Facebook Inc said on Thursday it had removed hundreds of Russia-initiated pages, accounts and groups that it judged to be involved in coordinated inauthentic behavior on its Facebook and Instagram platforms.
Facebook’s head of cybersecurity policy, Nathaniel Gleicher, said in a blog post it had unearthed two separate operations which originated in Russia, with one active in multiple countries across eastern Europe and the other specific to Ukraine.
The company said it had taken down about 364 Facebook Pages and accounts run by the first Russian network and operating in Baltic Sea states, Central Asia, the Caucasus, and Central and Eastern Europe, adding that these pages were linked to employees of Russian news agency Sputnik.
“The Page administrators and account owners primarily represented themselves as independent news Pages or general interest Pages on topics like weather, travel, sports, economics, or politicians in Romania, Latvia, Estonia, Lithuania, Armenia, Azerbaijan, Georgia, Tajikistan, Uzbekistan, Kazakhstan, Moldova, Russia, and Kyrgyzstan.

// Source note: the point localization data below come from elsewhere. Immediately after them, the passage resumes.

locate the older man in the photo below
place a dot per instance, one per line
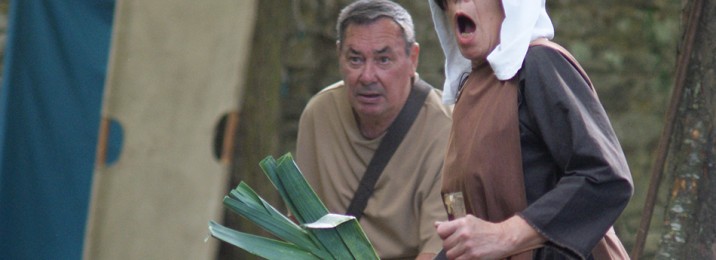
(346, 124)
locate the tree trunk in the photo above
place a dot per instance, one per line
(260, 117)
(690, 229)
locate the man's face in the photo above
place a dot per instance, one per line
(376, 69)
(476, 24)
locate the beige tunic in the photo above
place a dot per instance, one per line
(333, 156)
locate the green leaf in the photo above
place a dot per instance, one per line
(247, 203)
(260, 246)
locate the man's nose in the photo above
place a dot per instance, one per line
(368, 74)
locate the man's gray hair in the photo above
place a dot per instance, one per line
(365, 12)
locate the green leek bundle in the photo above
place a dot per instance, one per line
(319, 234)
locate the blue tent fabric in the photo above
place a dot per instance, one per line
(50, 102)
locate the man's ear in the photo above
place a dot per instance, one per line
(415, 55)
(338, 48)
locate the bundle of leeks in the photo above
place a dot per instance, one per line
(318, 234)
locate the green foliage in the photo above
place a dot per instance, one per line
(319, 234)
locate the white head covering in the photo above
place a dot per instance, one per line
(525, 21)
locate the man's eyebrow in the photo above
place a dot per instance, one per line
(383, 51)
(353, 51)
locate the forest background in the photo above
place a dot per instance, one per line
(628, 48)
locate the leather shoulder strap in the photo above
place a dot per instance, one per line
(392, 139)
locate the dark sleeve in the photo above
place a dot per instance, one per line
(581, 156)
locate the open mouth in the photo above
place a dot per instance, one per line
(465, 25)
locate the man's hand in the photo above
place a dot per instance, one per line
(473, 238)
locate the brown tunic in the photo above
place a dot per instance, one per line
(540, 145)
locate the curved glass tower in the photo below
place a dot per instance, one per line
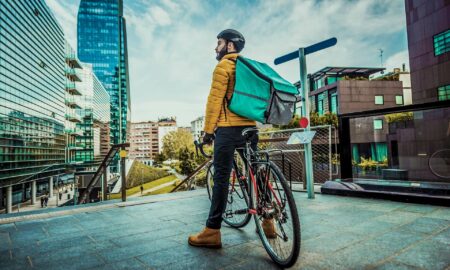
(102, 41)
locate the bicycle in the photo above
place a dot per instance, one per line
(258, 187)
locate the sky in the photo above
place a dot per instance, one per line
(171, 43)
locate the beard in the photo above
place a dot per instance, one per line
(222, 53)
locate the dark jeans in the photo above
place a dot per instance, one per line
(227, 140)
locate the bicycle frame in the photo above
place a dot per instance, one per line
(252, 180)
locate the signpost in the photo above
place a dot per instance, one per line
(301, 55)
(123, 155)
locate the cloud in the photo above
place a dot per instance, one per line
(397, 60)
(171, 43)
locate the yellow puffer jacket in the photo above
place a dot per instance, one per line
(217, 112)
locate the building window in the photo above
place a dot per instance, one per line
(377, 124)
(333, 103)
(379, 100)
(442, 43)
(320, 104)
(444, 93)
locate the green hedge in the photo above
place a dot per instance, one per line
(140, 172)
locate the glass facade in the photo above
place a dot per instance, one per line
(379, 100)
(95, 108)
(441, 43)
(32, 92)
(102, 42)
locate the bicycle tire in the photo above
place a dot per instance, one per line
(291, 259)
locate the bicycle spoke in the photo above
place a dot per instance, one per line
(274, 203)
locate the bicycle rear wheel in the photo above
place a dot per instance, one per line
(275, 204)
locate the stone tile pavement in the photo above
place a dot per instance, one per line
(151, 233)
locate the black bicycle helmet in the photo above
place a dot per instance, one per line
(234, 36)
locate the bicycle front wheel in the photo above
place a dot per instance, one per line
(277, 221)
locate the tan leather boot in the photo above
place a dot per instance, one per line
(269, 228)
(209, 238)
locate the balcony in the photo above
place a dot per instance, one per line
(71, 74)
(72, 89)
(75, 146)
(72, 103)
(72, 60)
(74, 132)
(73, 117)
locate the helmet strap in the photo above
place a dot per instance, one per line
(223, 52)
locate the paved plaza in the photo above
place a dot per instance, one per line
(151, 233)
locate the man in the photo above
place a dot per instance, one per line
(226, 128)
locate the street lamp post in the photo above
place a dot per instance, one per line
(301, 55)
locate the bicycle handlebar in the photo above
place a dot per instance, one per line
(200, 146)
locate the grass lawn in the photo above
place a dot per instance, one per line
(148, 185)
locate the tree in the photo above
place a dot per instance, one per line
(174, 141)
(159, 159)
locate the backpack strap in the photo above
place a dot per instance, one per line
(226, 101)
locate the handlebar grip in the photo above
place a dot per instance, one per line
(200, 146)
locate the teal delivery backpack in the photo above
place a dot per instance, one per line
(261, 94)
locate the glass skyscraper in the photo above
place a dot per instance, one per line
(102, 41)
(32, 94)
(95, 114)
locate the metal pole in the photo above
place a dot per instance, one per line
(305, 113)
(124, 182)
(57, 193)
(75, 186)
(105, 184)
(9, 199)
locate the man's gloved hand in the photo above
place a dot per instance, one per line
(208, 138)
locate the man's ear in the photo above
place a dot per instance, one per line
(231, 47)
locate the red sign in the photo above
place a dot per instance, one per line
(303, 122)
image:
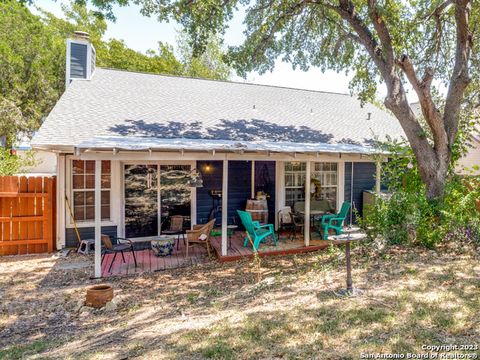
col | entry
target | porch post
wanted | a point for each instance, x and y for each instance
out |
(307, 203)
(98, 217)
(378, 176)
(224, 207)
(253, 180)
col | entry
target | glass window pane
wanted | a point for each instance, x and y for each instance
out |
(90, 167)
(106, 181)
(105, 197)
(89, 212)
(78, 181)
(106, 212)
(90, 198)
(89, 181)
(78, 198)
(105, 166)
(78, 166)
(79, 213)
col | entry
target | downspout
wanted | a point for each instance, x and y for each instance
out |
(351, 196)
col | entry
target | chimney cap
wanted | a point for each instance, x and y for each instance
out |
(81, 35)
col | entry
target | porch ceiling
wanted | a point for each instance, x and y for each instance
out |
(134, 143)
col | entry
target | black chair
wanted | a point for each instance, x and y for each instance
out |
(121, 246)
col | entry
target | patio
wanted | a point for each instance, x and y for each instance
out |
(148, 262)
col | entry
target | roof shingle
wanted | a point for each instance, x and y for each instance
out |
(121, 103)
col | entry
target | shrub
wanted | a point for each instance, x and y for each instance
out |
(406, 216)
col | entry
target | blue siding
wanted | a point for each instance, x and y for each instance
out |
(239, 186)
(265, 181)
(363, 179)
(211, 181)
(78, 61)
(71, 239)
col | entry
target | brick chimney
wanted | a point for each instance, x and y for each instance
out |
(80, 58)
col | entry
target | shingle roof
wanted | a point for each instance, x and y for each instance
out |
(120, 103)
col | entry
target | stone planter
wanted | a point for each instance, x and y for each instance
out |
(99, 295)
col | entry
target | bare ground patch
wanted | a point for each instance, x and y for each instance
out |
(411, 298)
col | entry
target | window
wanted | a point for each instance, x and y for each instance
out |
(294, 182)
(83, 189)
(325, 173)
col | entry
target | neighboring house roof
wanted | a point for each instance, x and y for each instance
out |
(126, 107)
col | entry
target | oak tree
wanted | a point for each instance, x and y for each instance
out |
(426, 44)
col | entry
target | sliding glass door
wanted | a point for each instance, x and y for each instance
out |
(141, 200)
(153, 194)
(175, 193)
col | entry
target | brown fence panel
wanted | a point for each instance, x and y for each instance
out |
(27, 215)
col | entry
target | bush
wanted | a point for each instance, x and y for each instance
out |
(406, 216)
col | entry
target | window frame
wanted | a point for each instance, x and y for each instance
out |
(313, 171)
(70, 191)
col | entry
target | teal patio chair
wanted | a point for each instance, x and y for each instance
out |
(335, 221)
(256, 231)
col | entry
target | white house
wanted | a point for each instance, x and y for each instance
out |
(117, 135)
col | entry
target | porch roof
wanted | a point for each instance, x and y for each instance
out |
(136, 143)
(126, 104)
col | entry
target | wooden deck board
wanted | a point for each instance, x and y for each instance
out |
(148, 262)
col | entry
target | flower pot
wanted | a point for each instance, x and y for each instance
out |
(163, 246)
(99, 295)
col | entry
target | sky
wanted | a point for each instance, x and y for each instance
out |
(142, 33)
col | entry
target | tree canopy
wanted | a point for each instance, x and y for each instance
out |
(426, 44)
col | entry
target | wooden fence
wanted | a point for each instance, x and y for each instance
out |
(27, 215)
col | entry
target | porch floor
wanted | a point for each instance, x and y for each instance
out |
(148, 262)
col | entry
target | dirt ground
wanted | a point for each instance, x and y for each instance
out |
(286, 309)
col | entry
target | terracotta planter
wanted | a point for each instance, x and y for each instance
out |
(99, 295)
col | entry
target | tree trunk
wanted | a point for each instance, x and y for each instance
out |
(432, 161)
(434, 174)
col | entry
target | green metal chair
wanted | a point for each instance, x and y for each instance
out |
(335, 221)
(256, 231)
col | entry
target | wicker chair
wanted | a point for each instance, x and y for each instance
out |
(200, 235)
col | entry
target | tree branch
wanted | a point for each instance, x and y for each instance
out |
(423, 90)
(383, 33)
(460, 76)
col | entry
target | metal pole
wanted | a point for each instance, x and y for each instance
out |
(253, 180)
(351, 197)
(349, 267)
(307, 203)
(98, 218)
(224, 207)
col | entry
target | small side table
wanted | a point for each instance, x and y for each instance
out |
(347, 239)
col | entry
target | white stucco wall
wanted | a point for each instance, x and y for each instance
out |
(46, 163)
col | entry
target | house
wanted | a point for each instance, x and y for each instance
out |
(119, 134)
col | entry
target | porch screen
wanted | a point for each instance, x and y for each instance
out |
(83, 189)
(323, 173)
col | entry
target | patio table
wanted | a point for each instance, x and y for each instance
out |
(313, 214)
(346, 239)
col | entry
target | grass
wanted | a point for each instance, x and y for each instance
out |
(17, 351)
(410, 298)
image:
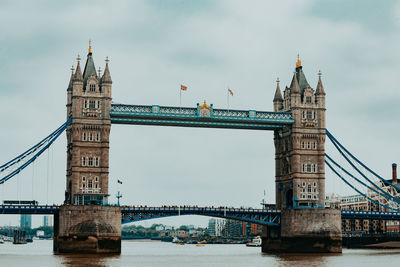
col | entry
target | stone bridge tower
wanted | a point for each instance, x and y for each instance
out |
(306, 226)
(84, 224)
(89, 104)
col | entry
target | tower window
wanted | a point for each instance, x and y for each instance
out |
(92, 104)
(308, 167)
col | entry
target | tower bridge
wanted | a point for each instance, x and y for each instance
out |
(300, 222)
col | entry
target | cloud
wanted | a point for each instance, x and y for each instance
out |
(154, 46)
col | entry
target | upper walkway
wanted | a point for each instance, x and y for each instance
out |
(201, 116)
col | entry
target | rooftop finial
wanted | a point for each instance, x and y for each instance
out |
(298, 63)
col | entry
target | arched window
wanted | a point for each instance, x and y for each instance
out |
(92, 104)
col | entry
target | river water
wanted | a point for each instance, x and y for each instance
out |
(155, 253)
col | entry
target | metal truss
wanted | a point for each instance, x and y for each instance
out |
(29, 209)
(256, 216)
(373, 215)
(190, 117)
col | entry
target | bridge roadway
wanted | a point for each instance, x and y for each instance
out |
(140, 213)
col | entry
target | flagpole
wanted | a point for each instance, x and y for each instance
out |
(227, 92)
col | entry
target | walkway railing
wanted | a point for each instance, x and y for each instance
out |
(199, 117)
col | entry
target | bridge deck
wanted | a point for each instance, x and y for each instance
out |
(191, 117)
(139, 213)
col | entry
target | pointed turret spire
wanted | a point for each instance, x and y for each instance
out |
(298, 63)
(320, 88)
(90, 69)
(70, 79)
(106, 75)
(295, 84)
(278, 94)
(78, 73)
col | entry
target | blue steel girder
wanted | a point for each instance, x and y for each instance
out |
(190, 117)
(372, 215)
(257, 216)
(29, 209)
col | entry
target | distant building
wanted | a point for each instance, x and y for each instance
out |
(26, 221)
(215, 227)
(362, 203)
(47, 220)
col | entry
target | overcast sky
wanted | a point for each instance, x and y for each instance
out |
(154, 46)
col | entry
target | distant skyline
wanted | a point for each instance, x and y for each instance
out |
(155, 46)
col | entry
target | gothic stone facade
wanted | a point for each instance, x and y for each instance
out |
(89, 104)
(306, 226)
(300, 149)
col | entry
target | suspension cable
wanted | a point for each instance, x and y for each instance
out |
(336, 143)
(49, 143)
(358, 191)
(387, 195)
(29, 151)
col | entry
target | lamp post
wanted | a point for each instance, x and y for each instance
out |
(118, 196)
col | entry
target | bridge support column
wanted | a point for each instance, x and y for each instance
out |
(305, 231)
(88, 229)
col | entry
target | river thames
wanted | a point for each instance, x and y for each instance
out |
(155, 253)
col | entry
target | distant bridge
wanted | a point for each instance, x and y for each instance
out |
(256, 216)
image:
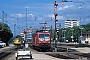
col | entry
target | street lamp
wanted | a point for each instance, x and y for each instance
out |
(26, 15)
(64, 34)
(81, 34)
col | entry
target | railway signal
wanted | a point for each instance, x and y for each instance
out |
(55, 18)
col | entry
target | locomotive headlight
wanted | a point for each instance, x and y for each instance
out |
(48, 42)
(39, 42)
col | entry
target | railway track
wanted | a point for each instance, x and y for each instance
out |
(6, 52)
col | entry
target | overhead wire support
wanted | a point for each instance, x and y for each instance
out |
(55, 18)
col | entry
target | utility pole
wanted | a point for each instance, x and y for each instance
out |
(44, 25)
(55, 18)
(2, 20)
(26, 16)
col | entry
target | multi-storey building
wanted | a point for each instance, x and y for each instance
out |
(71, 23)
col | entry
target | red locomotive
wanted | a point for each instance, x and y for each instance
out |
(41, 40)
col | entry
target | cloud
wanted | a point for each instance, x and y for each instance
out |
(52, 16)
(66, 7)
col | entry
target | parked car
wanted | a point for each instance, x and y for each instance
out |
(2, 44)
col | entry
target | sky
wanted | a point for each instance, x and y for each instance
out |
(40, 11)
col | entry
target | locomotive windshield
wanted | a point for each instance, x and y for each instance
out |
(46, 36)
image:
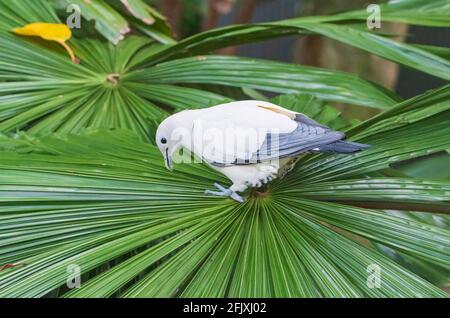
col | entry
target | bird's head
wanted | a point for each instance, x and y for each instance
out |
(169, 137)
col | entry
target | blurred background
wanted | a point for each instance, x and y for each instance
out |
(188, 17)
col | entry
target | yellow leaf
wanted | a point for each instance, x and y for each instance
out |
(49, 31)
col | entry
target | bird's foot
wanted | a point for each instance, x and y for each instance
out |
(224, 192)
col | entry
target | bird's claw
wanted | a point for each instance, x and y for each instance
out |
(224, 192)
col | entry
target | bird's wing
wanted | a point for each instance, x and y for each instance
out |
(248, 132)
(233, 132)
(306, 137)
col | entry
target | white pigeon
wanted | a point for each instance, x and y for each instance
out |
(247, 141)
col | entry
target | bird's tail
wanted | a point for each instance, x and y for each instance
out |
(342, 146)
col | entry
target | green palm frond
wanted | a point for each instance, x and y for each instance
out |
(105, 199)
(42, 91)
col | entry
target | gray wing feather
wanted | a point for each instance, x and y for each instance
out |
(304, 138)
(308, 136)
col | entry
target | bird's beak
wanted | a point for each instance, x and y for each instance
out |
(168, 160)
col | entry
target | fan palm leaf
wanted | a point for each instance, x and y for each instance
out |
(105, 199)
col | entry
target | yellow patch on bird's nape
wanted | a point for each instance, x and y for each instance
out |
(280, 110)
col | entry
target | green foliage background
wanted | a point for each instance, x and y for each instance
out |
(81, 182)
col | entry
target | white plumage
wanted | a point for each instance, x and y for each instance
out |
(247, 141)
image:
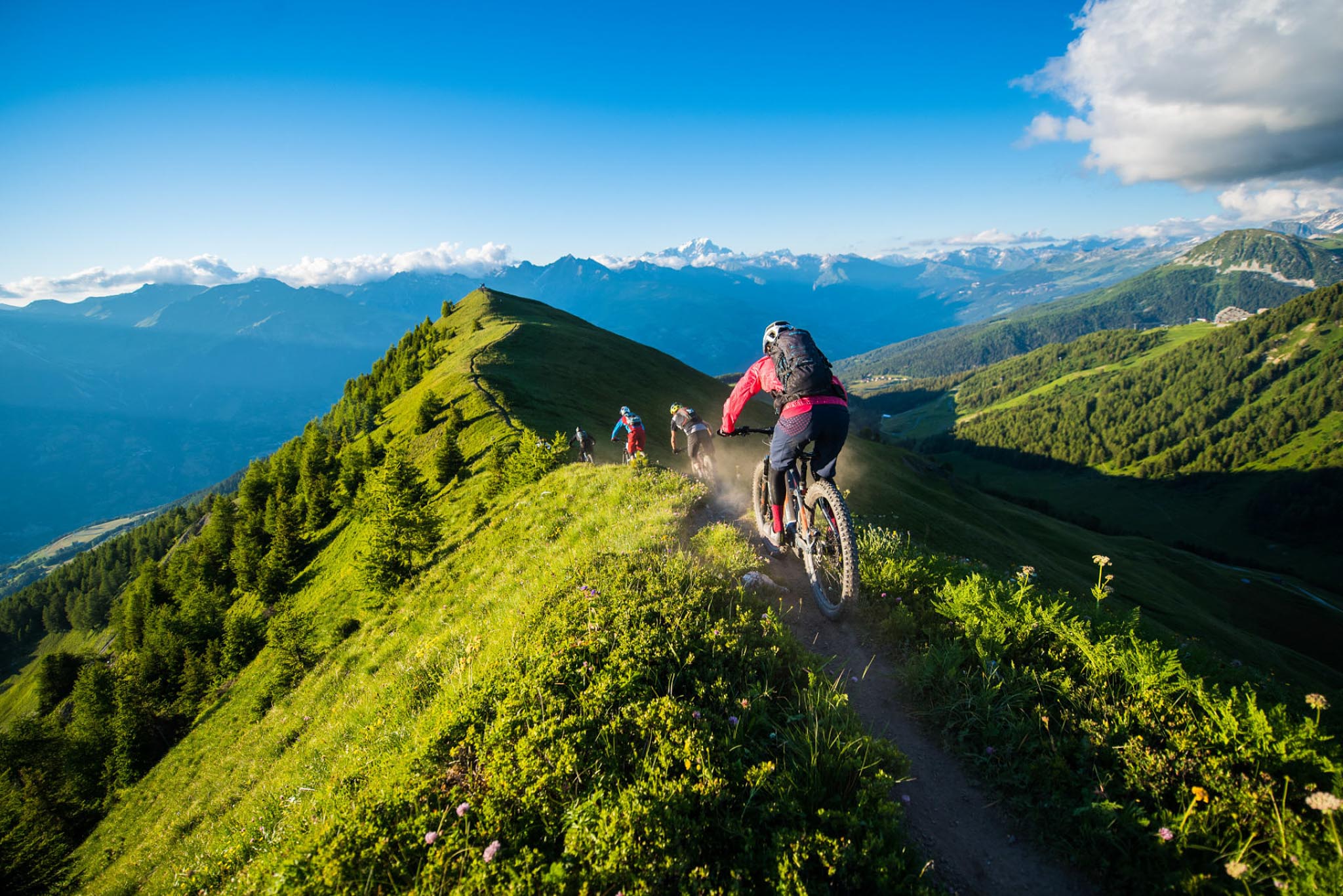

Despite their misrepresentations of their identities, we found that these Pages and accounts were linked to employees of Sputnik, a news agency based in Moscow, and that some of the Pages frequently posted about topics like anti-NATO sentiment, protest movements, and anti-corruption,” Facebook said.
The company also said that based on a tip from U.S. law enforcement, it had separately removed 107 Facebook pages, group and accounts and 41 Instagram accounts that originated in Russia and operated in Ukraine.
“We didn’t find any links between these operations, but they used similar tactics by creating networks of accounts to mislead others about who they were and what they were doing,” the company said.